Auf Vorhalt, dass der BF im letzten Verfahren angegeben habe, dass sein Vater Versicherungsvertreter gewesen sei, gab der BF an, dass dies stimme und dieser sowohl aufgrund seiner Tätigkeit als Versicherungsvertreter als auch als Parteivorsitzender verfolgt worden sei.

Man wolle den BF umbringen, weil man denke, dass er mit der Partei verbunden sei. Befragt warum nicht andere Mitglieder umgebracht würden, gab der BF an, dass sie dies tun würde und es immer Streit gebe. Auf Vorhalt zuvor gesagt zu haben, dass außer seinem Vater niemand ermordet worden sei, gab der BF, dass niemand ermordet worden sei, es aber immer Streit gegeben habe.

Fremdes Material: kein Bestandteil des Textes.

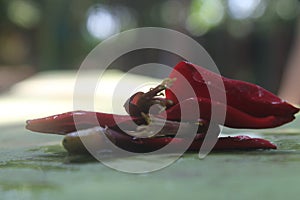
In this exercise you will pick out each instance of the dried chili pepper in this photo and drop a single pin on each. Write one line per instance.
(242, 96)
(248, 106)
(73, 142)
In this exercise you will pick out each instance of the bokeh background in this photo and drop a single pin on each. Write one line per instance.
(251, 40)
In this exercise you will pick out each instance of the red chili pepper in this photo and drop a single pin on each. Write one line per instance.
(144, 145)
(247, 98)
(234, 117)
(64, 123)
(248, 106)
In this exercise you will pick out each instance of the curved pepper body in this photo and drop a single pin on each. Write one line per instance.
(245, 101)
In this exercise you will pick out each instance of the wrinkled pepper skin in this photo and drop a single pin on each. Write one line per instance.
(248, 105)
(73, 143)
(234, 118)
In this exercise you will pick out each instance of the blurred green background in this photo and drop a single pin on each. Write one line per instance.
(248, 39)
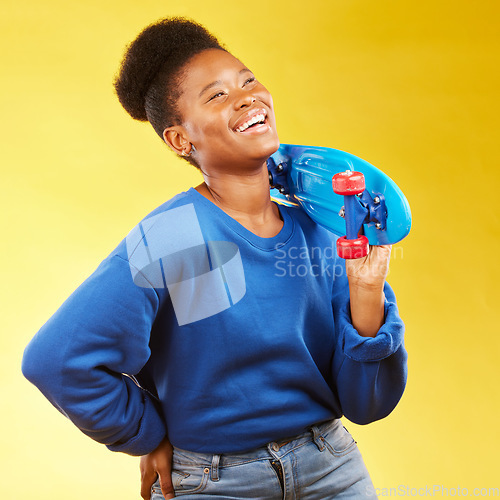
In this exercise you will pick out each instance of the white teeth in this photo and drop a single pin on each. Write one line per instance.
(255, 119)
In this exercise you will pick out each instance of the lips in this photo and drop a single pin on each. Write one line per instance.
(251, 118)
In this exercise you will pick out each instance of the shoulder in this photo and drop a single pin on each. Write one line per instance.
(307, 226)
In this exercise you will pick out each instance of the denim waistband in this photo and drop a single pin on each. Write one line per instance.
(274, 449)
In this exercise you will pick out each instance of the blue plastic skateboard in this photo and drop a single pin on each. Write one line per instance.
(366, 206)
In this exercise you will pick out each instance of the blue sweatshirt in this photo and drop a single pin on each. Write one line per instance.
(196, 325)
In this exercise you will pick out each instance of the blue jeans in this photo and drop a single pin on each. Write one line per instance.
(320, 464)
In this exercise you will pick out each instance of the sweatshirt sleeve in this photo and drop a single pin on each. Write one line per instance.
(84, 358)
(370, 372)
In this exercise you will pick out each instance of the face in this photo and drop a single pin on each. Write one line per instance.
(227, 114)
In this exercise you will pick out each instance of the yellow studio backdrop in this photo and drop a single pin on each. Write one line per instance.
(410, 86)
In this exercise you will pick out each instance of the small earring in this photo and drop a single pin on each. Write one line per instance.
(184, 153)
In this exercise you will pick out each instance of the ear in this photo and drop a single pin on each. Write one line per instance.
(177, 139)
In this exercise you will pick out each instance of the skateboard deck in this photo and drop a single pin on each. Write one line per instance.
(302, 176)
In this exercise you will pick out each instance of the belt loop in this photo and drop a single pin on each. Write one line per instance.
(317, 438)
(214, 474)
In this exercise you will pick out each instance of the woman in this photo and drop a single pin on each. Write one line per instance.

Sie hätten der Mutter des BF gesagt, dass sie den BF und seinen Bruder umbringen würden.

2.3. Mit dem nun angefochtenen Bescheid des BFA vom XXXX wurde der Antrag des BF hinsichtlich der Zuerkennung des Status des Asylberechtigten gemäß § 3 AsylG (Spruchpunkt I.) und hinsichtlich der Zuerkennung des Status des subsidiär Schutzberechtigten gemäß § 8 AsylG (Spruchpunkt II.) abgewiesen. Ein Aufenthaltstitel aus berücksichtigungswürdigen Gründen wurde ihm gemäß § 57 AsylG nicht gewährt (Spruchpunkt III.). Gemäß § 10 Abs. 1 Z 3 AsylG iVm § 9 BFA-VG wurde gegen den BF eine Rückkehrentscheidung gemäß § 52 Abs. 2 Z 2 FPG erlassen (Spruchpunkt VI.). Gemäß § 52 Abs. 9 FPG wurde festgestellt, dass die Abschiebung gemäß § 46 FPG nach Indien zulässig sei (Spruchpunkt V.) und gemäß § 55 Abs. 1a FPG keine Frist für die freiwillige Ausreise bestehe (Spruchpunkt VI.). Einer Beschwerde wurde gemäß § 18 Abs. 1 Z 2 und Z 6 BFA-VG die aufschiebende Wirkung aberkannt (Spruchpunkt VII.). Gemäß § 53 Abs. 1 iVm Abs. 2 Z 6 FPG wurde gegen den BF ein auf die Dauer von 5 Jahren befristetes Einreiseverbot erlassen (Spruchpunkt VIII.).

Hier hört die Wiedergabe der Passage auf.